How do you eloquently illustrate the impact of losing nearly 30 years of your life?
Glenn Ford, Louisiana’s longestserving death row prisoner, released today after spending nearly 30 years behind bars for a murder he did not commit, managed to neatly encapsulated his loss in a single quote: “My sons, when I left, was babies. Now they grown men with babies.”
Interviewed by mediaperson directly after his release, dressed in a denim shirt, hat and dark-rimmed glasses, Ford, now 64, responds with remarkable good grace when asked by a reporter whether he harbors any resentment: “Yeah, because I was locked up almost 30 years for something I didn’t do.”
“It’s resentment, not feeling bitter”.
When asked by the same reporter what he’s lost he replies: “thirty years of my life, if not all of it. I can’t go back and do anything I should have been doing when I was 35, 38, 40 stuff like that.” Asked how it feels to be released: “My mind’s going all kinds of directions, but it feels good,” he says.
Ford is now a free man after being on Louisiana’s death row since August 23, 1988 for the murder of Isadore Rozeman, a Shreveport jeweller and watchmaker for whom Ford did occasional yard work. Convicted by an all-white jury Ford has always denied killing Rozeman and always disputed the verdict. For decades Ford maintained his innocence and filed multiple appeals. State District Judge Ramona Emanuel on Monday took the step of voiding Ford’s conviction and sentence based on new information that corroborated his claim that he was not present or involved in Rozeman’s death, Ford’s attorneys said.

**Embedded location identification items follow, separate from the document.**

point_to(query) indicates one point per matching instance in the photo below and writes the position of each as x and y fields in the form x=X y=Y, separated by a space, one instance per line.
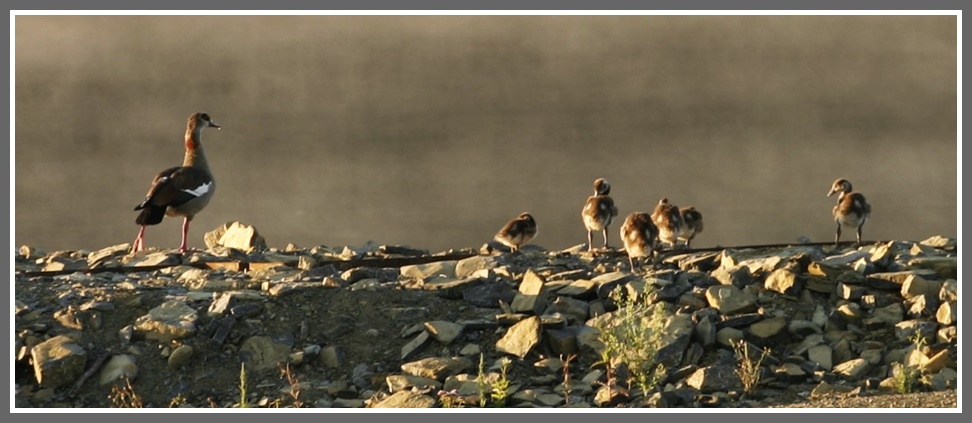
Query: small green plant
x=243 y=402
x=500 y=388
x=450 y=399
x=177 y=400
x=632 y=335
x=484 y=387
x=124 y=396
x=906 y=378
x=294 y=383
x=748 y=369
x=567 y=382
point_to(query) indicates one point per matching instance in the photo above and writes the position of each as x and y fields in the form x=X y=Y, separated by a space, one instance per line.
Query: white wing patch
x=200 y=190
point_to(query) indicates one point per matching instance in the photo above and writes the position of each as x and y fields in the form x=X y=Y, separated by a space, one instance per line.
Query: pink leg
x=185 y=234
x=139 y=242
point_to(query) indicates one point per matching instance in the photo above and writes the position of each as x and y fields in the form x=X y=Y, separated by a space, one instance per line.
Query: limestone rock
x=907 y=330
x=739 y=276
x=155 y=259
x=235 y=235
x=437 y=368
x=822 y=355
x=915 y=285
x=520 y=338
x=171 y=320
x=716 y=378
x=180 y=356
x=853 y=370
x=466 y=267
x=428 y=271
x=563 y=341
x=947 y=313
x=263 y=353
x=402 y=382
x=949 y=290
x=332 y=356
x=406 y=399
x=118 y=367
x=768 y=332
x=575 y=310
x=784 y=281
x=489 y=294
x=531 y=296
x=443 y=331
x=58 y=361
x=943 y=267
x=730 y=300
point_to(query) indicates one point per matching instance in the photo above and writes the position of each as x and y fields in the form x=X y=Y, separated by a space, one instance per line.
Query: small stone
x=263 y=353
x=949 y=291
x=578 y=288
x=822 y=355
x=466 y=267
x=470 y=349
x=850 y=292
x=730 y=300
x=428 y=271
x=946 y=314
x=891 y=315
x=852 y=370
x=331 y=356
x=180 y=356
x=715 y=378
x=57 y=361
x=416 y=345
x=939 y=361
x=739 y=276
x=784 y=281
x=443 y=331
x=520 y=338
x=915 y=285
x=171 y=320
x=118 y=367
x=531 y=296
x=402 y=382
x=947 y=335
x=946 y=379
x=768 y=332
x=729 y=336
x=907 y=330
x=437 y=368
x=235 y=235
x=705 y=332
x=563 y=341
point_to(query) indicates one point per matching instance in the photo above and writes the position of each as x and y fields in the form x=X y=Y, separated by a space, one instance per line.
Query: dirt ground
x=365 y=324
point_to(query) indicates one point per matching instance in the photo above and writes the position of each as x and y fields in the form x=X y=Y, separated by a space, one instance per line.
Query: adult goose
x=182 y=190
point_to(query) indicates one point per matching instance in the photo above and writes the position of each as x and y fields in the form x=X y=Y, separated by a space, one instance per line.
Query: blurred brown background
x=434 y=131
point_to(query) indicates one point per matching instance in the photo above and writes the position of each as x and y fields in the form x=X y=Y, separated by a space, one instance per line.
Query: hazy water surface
x=434 y=131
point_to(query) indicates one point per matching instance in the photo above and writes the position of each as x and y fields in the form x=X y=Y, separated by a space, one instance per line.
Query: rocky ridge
x=394 y=326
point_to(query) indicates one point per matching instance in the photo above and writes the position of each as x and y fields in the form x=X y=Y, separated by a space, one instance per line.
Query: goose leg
x=139 y=242
x=837 y=238
x=185 y=235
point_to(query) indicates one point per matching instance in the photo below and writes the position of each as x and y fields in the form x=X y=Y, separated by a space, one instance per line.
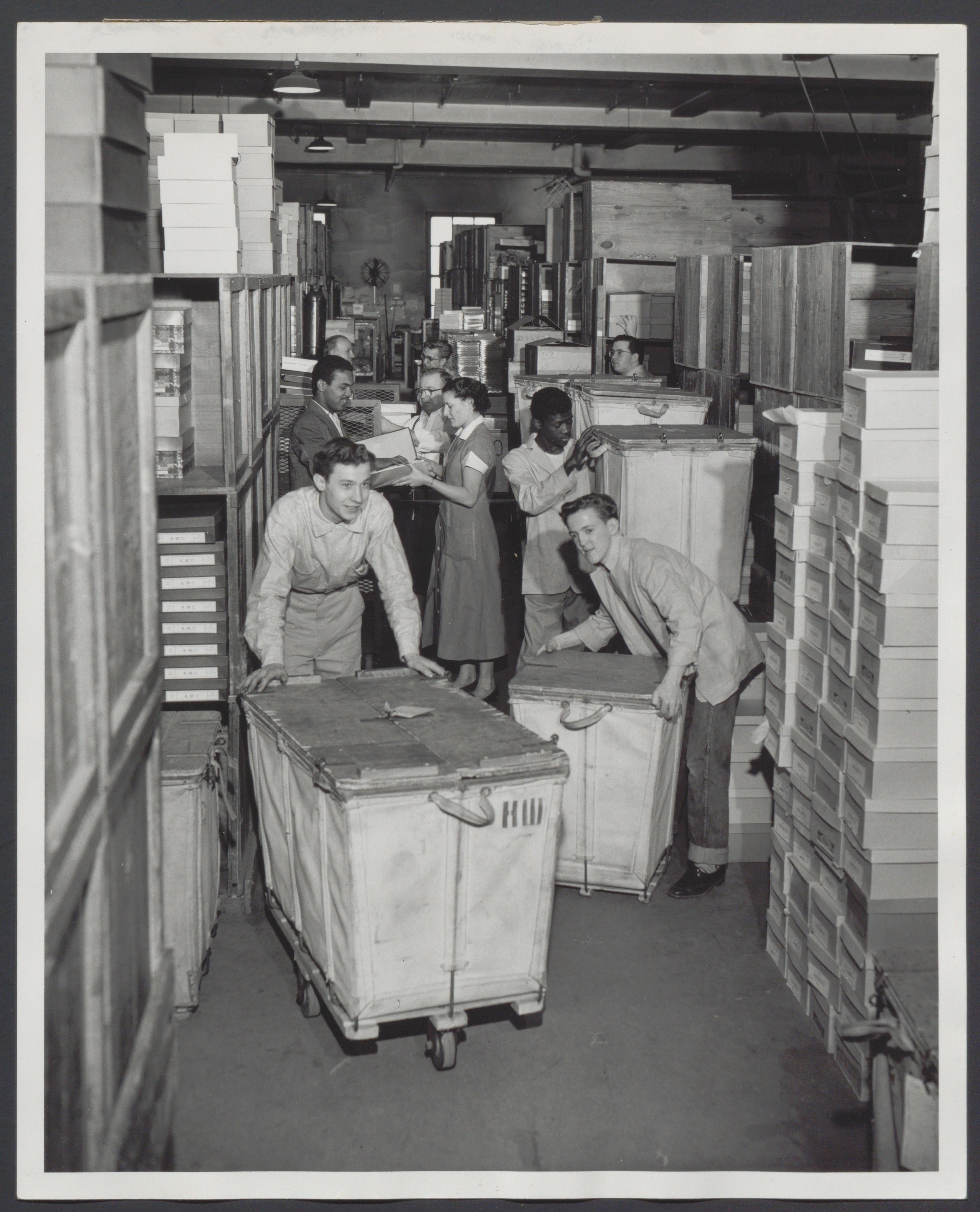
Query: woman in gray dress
x=465 y=616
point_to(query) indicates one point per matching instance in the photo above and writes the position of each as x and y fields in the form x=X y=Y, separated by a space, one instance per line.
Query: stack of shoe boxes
x=171 y=387
x=193 y=606
x=255 y=176
x=289 y=236
x=852 y=707
x=198 y=202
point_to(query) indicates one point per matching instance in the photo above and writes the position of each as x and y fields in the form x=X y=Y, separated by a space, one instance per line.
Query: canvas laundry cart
x=624 y=402
x=685 y=486
x=410 y=858
x=193 y=775
x=618 y=805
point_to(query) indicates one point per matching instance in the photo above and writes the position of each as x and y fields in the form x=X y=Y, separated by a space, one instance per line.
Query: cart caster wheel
x=443 y=1049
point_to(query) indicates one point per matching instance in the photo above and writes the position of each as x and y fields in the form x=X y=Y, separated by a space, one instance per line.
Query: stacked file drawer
x=255 y=176
x=852 y=706
x=199 y=204
x=193 y=608
x=171 y=387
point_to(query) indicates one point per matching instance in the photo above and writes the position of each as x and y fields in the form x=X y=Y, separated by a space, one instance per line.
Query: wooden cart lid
x=701 y=438
x=590 y=678
x=348 y=738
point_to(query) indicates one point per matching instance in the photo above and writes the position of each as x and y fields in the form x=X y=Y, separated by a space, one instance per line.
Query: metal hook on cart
x=462 y=812
x=587 y=721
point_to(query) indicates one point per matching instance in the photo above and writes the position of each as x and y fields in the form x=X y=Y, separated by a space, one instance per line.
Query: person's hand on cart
x=265 y=678
x=424 y=666
x=669 y=695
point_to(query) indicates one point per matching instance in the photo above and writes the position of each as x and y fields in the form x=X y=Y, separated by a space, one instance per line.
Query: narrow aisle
x=669 y=1043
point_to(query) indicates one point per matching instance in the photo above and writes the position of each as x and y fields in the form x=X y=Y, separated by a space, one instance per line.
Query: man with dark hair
x=436 y=356
x=320 y=421
x=661 y=603
x=549 y=471
x=304 y=606
x=627 y=358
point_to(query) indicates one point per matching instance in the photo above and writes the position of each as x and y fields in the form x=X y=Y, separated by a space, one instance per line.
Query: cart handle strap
x=587 y=721
x=462 y=812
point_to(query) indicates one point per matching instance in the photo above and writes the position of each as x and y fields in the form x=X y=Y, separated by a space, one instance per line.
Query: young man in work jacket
x=304 y=608
x=659 y=602
x=546 y=473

“We are very pleased to see Glenn Ford finally exonerated, and we are particularly grateful that the prosecution and the court moved ahead so decisively to set Mr Ford free,” Gary Clements and Aaron Novod, attorneys for Ford from the Capital Post Conviction Project of Louisiana, said in a statement prior to his release. The attorneys said the trial had been “profoundly compromised by inexperienced counsel and by the unconstitutional suppression of evidence, including information from an informant.”
Last Thursday, prosecutors filed a motion to void Ford’s conviction, saying that in late 2013 “credible evidence” came to their attention “supporting a finding that Ford was neither present at, nor a participant in, the robbery and murder of Isadore Rozeman.” There were also claims that a police report related to the time of the crime and evidence involving the murder weapon, had been suppressed. Under Louisiana law Mr Ford is now entitled to claim compensation for his time served. The state allows for an award of $25,000 (£15,000) for every year a wrongly convicted person spends in prison – up to a limit of $250,000 (£150,000), and $80,000 (£48,000) for ‘lost life opportunities’. In Mr Ford’s case this means he will receive around £7,600 for every year he spent in prison.